Adjunct Professor of Materials Science and Engineering Turgut M. Gür is recently elected the President of The Electrochemical Society (ECS), effective June 3, 2022. 

The Electrochemical Society, founded in 1902, has served as the scientific home for countless distinguished scientists and trail-blazing engineers who have made indelible contributions to many discoveries and technologies we enjoy and employ today. ECS is also the largest and premier international society in the field of electrochemical science and technology with more than 8,000 members from nearly 80 countries across the globe, who come together at biannual ECS meetings organized by the society.
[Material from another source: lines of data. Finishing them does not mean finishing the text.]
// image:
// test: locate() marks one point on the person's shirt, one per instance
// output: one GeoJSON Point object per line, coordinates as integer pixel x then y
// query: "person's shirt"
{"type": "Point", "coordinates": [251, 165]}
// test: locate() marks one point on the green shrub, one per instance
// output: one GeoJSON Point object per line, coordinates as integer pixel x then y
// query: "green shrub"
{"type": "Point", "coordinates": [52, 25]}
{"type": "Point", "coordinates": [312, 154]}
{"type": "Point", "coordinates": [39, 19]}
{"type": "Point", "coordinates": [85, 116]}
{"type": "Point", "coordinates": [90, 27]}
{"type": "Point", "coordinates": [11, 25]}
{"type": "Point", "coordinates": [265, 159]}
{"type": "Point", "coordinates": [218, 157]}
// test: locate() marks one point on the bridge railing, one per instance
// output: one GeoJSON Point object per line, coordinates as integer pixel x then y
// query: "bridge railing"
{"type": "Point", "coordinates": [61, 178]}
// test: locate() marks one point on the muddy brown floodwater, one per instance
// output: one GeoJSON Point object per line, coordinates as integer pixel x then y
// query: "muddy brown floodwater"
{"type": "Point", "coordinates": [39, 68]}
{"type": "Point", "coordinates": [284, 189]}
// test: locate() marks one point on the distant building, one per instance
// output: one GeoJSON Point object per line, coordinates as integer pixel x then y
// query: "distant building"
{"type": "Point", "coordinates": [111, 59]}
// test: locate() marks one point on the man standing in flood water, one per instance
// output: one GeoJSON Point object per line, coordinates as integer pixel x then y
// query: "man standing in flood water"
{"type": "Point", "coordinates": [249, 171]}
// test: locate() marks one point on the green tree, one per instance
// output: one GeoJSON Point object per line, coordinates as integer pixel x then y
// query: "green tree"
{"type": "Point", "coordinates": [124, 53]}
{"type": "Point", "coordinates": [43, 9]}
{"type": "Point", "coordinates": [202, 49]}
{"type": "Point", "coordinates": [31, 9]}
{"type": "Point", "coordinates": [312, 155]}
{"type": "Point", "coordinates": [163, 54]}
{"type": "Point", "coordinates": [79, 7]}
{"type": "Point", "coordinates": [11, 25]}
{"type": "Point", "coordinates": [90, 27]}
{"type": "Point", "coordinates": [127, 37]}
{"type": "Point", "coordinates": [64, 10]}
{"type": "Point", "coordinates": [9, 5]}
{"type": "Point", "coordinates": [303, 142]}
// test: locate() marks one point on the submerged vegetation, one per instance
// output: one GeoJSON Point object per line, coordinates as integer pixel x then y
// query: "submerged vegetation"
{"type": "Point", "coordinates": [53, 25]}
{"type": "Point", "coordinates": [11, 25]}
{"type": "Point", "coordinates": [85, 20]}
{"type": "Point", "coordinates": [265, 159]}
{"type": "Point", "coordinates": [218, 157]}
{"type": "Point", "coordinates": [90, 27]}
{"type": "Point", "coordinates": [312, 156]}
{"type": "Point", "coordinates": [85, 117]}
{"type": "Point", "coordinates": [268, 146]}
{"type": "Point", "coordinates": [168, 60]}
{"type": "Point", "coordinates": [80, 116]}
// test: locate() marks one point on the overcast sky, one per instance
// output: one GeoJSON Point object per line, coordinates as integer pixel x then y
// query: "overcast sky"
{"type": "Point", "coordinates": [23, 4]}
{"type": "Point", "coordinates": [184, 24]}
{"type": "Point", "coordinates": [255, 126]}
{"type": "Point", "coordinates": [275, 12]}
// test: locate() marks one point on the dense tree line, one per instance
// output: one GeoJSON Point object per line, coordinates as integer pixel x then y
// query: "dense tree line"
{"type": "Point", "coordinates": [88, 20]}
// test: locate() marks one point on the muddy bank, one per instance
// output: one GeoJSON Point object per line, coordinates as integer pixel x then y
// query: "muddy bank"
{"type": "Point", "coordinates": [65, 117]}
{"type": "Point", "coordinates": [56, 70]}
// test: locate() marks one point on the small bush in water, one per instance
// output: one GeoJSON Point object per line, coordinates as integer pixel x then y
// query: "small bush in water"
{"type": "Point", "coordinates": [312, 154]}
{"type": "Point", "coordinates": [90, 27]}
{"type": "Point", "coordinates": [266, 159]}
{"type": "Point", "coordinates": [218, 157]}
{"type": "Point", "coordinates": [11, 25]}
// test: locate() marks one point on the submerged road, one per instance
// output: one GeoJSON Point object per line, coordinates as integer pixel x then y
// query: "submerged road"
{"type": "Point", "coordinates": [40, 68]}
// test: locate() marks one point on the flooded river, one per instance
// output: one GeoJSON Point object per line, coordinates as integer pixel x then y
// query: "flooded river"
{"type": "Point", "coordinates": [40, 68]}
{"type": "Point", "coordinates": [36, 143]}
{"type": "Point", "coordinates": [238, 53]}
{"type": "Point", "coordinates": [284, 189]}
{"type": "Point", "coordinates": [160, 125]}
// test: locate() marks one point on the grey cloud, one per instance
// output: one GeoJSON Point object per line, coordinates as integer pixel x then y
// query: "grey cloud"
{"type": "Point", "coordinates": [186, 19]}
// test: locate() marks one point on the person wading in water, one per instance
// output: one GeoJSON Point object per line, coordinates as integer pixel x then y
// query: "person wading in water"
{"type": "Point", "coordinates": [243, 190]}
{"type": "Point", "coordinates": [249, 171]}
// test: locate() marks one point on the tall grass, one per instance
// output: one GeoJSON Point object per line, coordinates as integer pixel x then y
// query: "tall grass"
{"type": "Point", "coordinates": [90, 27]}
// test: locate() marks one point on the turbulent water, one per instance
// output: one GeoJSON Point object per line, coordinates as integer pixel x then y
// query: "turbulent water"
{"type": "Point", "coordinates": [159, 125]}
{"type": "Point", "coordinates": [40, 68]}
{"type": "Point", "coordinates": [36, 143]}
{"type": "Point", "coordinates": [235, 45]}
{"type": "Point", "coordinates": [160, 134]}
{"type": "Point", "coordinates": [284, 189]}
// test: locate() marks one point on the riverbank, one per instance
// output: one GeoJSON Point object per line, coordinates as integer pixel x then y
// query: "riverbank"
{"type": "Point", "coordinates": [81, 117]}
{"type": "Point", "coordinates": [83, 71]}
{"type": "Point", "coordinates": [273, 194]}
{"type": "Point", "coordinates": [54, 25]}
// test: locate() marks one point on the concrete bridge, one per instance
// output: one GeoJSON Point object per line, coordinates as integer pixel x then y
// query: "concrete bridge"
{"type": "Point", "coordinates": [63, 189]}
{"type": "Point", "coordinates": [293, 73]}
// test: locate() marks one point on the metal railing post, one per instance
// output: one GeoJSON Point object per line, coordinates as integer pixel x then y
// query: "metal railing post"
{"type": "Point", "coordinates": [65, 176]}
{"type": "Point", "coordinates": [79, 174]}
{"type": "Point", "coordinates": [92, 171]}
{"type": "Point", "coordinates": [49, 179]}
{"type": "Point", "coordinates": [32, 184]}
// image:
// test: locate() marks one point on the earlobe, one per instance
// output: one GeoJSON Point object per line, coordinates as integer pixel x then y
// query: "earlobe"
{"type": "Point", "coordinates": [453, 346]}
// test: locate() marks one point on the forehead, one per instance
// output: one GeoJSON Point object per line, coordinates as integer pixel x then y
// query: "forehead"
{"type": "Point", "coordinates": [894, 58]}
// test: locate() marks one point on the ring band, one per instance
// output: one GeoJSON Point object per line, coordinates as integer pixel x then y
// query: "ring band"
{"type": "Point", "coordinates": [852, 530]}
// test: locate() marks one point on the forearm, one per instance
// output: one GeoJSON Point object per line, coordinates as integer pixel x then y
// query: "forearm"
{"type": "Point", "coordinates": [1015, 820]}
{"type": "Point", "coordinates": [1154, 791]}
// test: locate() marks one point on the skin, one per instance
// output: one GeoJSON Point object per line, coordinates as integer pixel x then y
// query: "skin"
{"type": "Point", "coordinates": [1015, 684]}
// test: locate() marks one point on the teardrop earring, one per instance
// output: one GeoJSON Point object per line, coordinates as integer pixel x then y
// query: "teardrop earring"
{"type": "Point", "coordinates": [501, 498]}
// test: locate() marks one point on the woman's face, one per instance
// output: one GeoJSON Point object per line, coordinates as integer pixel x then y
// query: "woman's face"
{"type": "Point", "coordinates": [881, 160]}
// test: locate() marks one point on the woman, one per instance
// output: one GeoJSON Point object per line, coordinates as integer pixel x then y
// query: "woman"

In addition to 16 Nobel Laureates, a partial list of other notable ECS members may include Thomas A. Edison, who joined ECS in 1903, Fritz Haber - inventor of the Haber-Bosch process for ammonia synthesis, Charles Martin Hall - inventor of the Hall-Heroult process for industrial aluminum production, Herbert Henry Dow - the founder of Dow Chemical, and Gordon Moore –co-founder of Intel and the name-sake of the Moore’s Law. More recently, three long-time ECS members, namely, John B. Goodenough, M. Stanley Whittingham and Akira Yoshino were jointly awarded the 2019 Nobel Prize in Chemistry for their seminal contributions to the science and development of Li-ion batteries that practically revolutionized portable electronics and transportation.

Prof. Gür is an inducted Fellow of The Electrochemical Society, where he has been an active member since the 70’s while he was a Ph.D. student at Stanford working under the supervision of Prof. Robert A. Huggins in the Department of Materials Science and Engineering. Over the years, he has held many leadership positions in the society serving on numerous ECS advisory boards, committees, and the Board of Directors.  He also served as the Chair of the High Temperature Energy Materials and Processes division of ECS. Previously, he served three terms on the Board of the International Society for Solid State Ionics (ISSI) and was an associate editor of the Journal of the American Ceramic Society.

For nearly two decades, Prof. Gür has also provided technical and management leadership for three major multi-disciplinary research centers at Stanford focused on energy and advanced materials.  He was the Executive Director of Stanford’s DOE-EFRC Center on Nanostructuring for Efficient Energy Conversion (CNEEC). Previously, he served as the Technical Director for the NSF-MRSEC Center for Materials Research (CMR), and later for the Geballe Laboratory for Advanced Materials (GLAM) at Stanford.

He is an internationally recognized leader in high temperature electrochemical energy conversion and storage materials, processes and technologies with more than 160 publications and 11 US issued patents. Originally a native of Turkey, he earned his BSc and MSc degrees in Chemical Engineering from the Middle East Technical University in Ankara, and three graduate degrees including a Ph.D. in Materials Science and Engineering from Stanford University.